Tip 2: End your writing time the way you end a chapter – with something that makes you want to turn the page, find out what happens next. The only difference is that you have to write that next part. So stop in the middle of a sentence or halfway through a paragraph, ask a question or jot down a couple of notes about the next scene you intend to write.
I’ve done the latter for as long as I can remember – usually, it’s just a few words to remind me of where I was going. It’s enough to kick me immediately into writing mode when I hit the keyboard, because I’m not trying to begin again. Quite often, starting is the toughest part. This gives you a roadmap.
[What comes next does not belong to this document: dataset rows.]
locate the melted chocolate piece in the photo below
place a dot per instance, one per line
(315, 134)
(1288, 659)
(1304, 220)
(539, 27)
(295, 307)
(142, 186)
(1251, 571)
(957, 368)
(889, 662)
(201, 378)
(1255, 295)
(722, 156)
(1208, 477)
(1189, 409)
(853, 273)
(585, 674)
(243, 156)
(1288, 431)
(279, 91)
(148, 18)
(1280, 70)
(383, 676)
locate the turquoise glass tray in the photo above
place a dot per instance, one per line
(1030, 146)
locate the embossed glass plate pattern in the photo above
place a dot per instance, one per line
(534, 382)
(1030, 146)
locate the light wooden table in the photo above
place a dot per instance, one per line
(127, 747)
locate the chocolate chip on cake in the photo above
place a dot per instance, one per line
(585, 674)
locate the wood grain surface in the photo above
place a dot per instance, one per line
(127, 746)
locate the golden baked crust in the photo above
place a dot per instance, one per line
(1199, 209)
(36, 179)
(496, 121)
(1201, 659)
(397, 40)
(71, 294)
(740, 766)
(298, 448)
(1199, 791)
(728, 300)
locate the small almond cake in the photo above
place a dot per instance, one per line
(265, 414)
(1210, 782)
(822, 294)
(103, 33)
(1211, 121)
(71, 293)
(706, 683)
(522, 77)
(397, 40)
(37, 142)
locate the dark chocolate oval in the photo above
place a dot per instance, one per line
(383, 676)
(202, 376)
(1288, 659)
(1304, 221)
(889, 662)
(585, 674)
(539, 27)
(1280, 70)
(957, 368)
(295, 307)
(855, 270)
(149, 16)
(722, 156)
Tip 3: Exercise. Seriously. If you’re stuck, take a walk around the block, run up and down the stairs, shoot some hoops, do yoga, but do something to refresh your mind, even if it’s only for a few minutes. You’ll be surprised at how being active gets your brain going – I once figured out a difficult plot solution while throwing a ball against a wall for about five minutes. It calmed me, eased the strain of attempting to figure out a solution, and suddenly, I saw the answer. Staring at the screen isn’t always the best option.
Tip 4: Work on more than one project at a time. I’ve only started doing this over the past year, after I read an interview with another writer who spoke about having 3-4 hours of concentration, after which he needed to switch to a new project to again get those 3-4 hours of concentration. I wish I could remember where I read it, so I could link to it, but that got me thinking. I’d always worked on one project at a time, but I realized I did most of my work in those first few hours, with the rest of the time spent trying to work.
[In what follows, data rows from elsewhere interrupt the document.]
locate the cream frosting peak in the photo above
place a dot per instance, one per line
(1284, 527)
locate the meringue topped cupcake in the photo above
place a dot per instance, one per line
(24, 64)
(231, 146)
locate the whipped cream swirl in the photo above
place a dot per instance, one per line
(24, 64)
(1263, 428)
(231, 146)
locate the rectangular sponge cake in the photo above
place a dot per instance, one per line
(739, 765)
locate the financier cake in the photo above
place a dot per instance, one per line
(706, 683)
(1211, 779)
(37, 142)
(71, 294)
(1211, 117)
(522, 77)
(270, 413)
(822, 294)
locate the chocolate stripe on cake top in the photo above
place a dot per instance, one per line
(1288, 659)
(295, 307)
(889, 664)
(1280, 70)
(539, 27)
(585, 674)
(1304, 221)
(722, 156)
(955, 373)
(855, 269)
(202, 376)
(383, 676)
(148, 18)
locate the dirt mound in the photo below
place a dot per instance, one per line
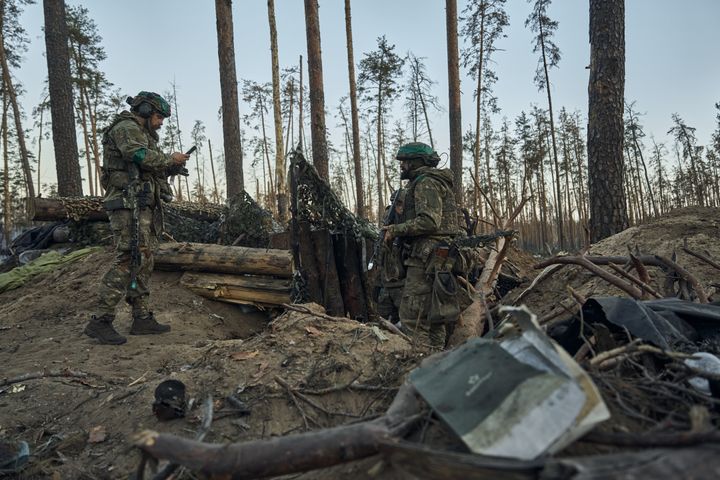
(301, 370)
(696, 228)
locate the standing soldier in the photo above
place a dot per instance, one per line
(134, 177)
(391, 272)
(430, 220)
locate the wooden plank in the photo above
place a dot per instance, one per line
(223, 259)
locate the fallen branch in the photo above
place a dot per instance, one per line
(654, 439)
(301, 309)
(591, 266)
(199, 436)
(287, 454)
(44, 374)
(640, 283)
(702, 257)
(394, 329)
(687, 276)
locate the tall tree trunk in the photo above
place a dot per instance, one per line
(216, 197)
(427, 119)
(478, 113)
(357, 161)
(7, 203)
(228, 88)
(558, 206)
(266, 154)
(608, 211)
(380, 162)
(40, 138)
(454, 98)
(67, 163)
(301, 119)
(281, 183)
(317, 94)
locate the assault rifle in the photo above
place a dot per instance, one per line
(390, 219)
(482, 240)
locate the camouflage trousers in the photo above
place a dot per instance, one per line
(115, 284)
(414, 308)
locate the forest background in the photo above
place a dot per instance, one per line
(171, 47)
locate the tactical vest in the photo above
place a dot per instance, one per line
(115, 177)
(449, 223)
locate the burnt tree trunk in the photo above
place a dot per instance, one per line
(228, 88)
(360, 197)
(608, 211)
(454, 99)
(317, 94)
(280, 182)
(67, 164)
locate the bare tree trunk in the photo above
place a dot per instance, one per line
(317, 93)
(7, 205)
(230, 109)
(61, 100)
(301, 119)
(427, 119)
(478, 113)
(39, 156)
(608, 212)
(216, 196)
(266, 153)
(380, 162)
(558, 206)
(357, 161)
(280, 186)
(454, 99)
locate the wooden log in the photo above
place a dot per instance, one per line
(54, 209)
(91, 208)
(204, 257)
(238, 288)
(349, 254)
(288, 454)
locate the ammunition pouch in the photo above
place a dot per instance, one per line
(130, 199)
(448, 299)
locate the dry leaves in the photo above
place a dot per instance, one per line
(239, 356)
(313, 331)
(97, 434)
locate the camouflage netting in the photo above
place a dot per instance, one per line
(319, 205)
(244, 222)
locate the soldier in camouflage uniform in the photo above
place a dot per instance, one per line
(431, 216)
(134, 175)
(392, 269)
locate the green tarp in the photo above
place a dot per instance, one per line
(47, 262)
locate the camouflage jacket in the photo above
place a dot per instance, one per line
(430, 209)
(126, 141)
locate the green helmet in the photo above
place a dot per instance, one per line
(418, 151)
(145, 103)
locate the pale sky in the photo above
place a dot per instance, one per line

So I started working on two projects simultaneously. I quickly realized it doesn’t work if I’m at the same stage in both projects. It’s not different enough to excite me. Instead, I work on books in different stages.
For example, at the moment, I’m editing the third draft of a rock star contemporary, while writing the first draft of a Psy-Changeling paranormal. I love switching between them. You’ll see I also work on totally different types of stories, so that’s something else to consider. I don’t think writing two books in the same series at the same time would be enough of a switch.
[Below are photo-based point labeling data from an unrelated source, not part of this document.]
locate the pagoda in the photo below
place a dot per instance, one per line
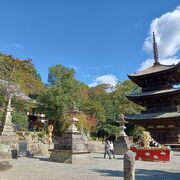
(160, 96)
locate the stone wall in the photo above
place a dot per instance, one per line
(8, 147)
(96, 146)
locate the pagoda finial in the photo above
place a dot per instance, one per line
(155, 50)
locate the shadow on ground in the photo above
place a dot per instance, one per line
(144, 174)
(4, 165)
(112, 173)
(40, 158)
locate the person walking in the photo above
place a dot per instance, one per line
(111, 148)
(107, 149)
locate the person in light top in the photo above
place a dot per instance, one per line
(111, 148)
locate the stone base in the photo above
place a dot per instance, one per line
(121, 145)
(8, 130)
(8, 147)
(66, 156)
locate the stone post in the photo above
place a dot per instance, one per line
(129, 171)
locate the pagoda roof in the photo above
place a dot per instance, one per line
(155, 69)
(152, 93)
(150, 116)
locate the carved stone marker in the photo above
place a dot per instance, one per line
(129, 160)
(72, 147)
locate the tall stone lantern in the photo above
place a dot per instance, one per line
(73, 120)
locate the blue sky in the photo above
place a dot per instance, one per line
(105, 39)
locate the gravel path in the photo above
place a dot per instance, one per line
(39, 168)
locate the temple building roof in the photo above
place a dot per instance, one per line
(147, 116)
(152, 93)
(155, 69)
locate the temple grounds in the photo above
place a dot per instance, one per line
(38, 168)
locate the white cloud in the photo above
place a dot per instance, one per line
(110, 79)
(149, 62)
(73, 67)
(167, 32)
(15, 45)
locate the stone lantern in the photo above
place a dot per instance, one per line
(72, 147)
(73, 120)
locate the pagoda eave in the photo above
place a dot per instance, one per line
(175, 91)
(153, 116)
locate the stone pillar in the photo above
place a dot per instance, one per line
(129, 170)
(8, 129)
(122, 142)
My output has increased considerably as a result of this approach. There’s no wasted time in the day when I’m trying to work. I’m working at full capacity for the entire time.
Tip 5: Have fun. Don’t become the hamster on the wheel, just producing material to produce material. Most of us are writers because we love writing. Don’t lose that, because it’s that joy that’ll allow you to maintain a long-term career.
I’ve been a published writer for over a decade, and writing is still my hobby as well as my job – I don’t ever want it to become a grind and you shouldn’t either.
Build in a little free time into your writing day, even if it’s just ten minutes. Don’t think of it as wasted time. This “play time” can be fertile ground for new ideas and concepts you might otherwise be too busy to explore. Work on that crazy project you think no one will read. Write it just because you want to. And before you know it, you’ll be publishing a rock star book when you’re known for paranormals. 😉
A final note: These five tips may or may not work for you, but try them. Use what you like. And one bonus tip – give yourself permission to have time off. Pushing yourself to exhaustion will, in the end, slow you down (how are you going to write if you’re sick and laid up in bed?).
Have fun, write smart, and write with passion.